Le tribunal constate néanmoins que les personnes par lesquelles la demanderesse déclare avoir été menacée respectivement brutalisée, sont des personnes privées, sans lien avec l’Etat, de sorte que la crainte de faire l’objet d’atteintes graves ne saurait être considérée comme fondée que si les autorités ne veulent ou ne peuvent pas fournir une protection effective à la demanderesse ou s’il n’y a pas d’Etat susceptible d’accorder une protection :

c’est l’absence de protection qui est décisive, quelle que soit la source des atteintes graves3.

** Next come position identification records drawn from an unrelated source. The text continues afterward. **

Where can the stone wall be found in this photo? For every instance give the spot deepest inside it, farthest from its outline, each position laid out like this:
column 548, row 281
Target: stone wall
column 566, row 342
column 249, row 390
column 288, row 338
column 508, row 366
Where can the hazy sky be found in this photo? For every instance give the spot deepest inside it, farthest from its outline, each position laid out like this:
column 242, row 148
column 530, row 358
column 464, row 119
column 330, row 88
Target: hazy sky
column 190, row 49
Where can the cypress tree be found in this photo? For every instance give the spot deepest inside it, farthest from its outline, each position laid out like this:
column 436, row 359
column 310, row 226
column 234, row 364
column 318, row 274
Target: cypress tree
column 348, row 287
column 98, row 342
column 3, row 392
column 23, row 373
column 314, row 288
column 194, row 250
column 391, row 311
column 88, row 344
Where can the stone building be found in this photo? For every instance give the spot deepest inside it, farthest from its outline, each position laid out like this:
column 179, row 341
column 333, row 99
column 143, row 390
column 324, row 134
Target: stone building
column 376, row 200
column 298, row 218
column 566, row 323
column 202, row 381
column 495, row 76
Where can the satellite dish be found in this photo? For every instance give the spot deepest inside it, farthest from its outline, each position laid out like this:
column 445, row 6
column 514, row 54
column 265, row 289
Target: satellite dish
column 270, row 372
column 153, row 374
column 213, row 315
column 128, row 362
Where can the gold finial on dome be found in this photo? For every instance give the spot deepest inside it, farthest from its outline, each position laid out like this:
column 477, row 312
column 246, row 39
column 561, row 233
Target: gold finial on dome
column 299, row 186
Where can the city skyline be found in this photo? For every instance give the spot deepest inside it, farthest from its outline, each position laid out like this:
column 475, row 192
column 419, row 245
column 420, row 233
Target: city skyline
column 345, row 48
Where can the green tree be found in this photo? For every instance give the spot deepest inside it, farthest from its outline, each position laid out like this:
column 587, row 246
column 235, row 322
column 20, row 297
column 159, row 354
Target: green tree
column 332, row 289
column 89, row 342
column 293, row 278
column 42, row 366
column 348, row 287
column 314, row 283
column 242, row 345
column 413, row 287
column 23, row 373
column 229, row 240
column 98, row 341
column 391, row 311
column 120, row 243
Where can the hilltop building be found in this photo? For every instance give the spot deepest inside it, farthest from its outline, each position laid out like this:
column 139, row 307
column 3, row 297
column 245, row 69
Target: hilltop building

Dès lors, l’essentiel est d’examiner si la personne peut être protégée compte tenu de son profil dans le contexte qu’elle décrit. A cet égard, il y a lieu de rappeler qu’une protection peut être considérée comme suffisante si les autorités ont mis en place une structure policière et judiciaire capable et disposée à déceler, à poursuivre et à sanctionner les actes constituant une persécution ou des atteintes graves et lorsque le demandeur a accès à cette protection, la disponibilité d’une protection nationale exigeant par conséquent un examen de l’effectivité, de l’accessibilité et de l’adéquation d’une protection disponible dans le pays d’origine même si une plainte a pu être enregistrée. Cela inclut notamment la volonté et la capacité de la police, des tribunaux et des autres autorités du pays d’origine, à identifier, à poursuivre et à punir ceux qui sont à l’origine des atteintes graves.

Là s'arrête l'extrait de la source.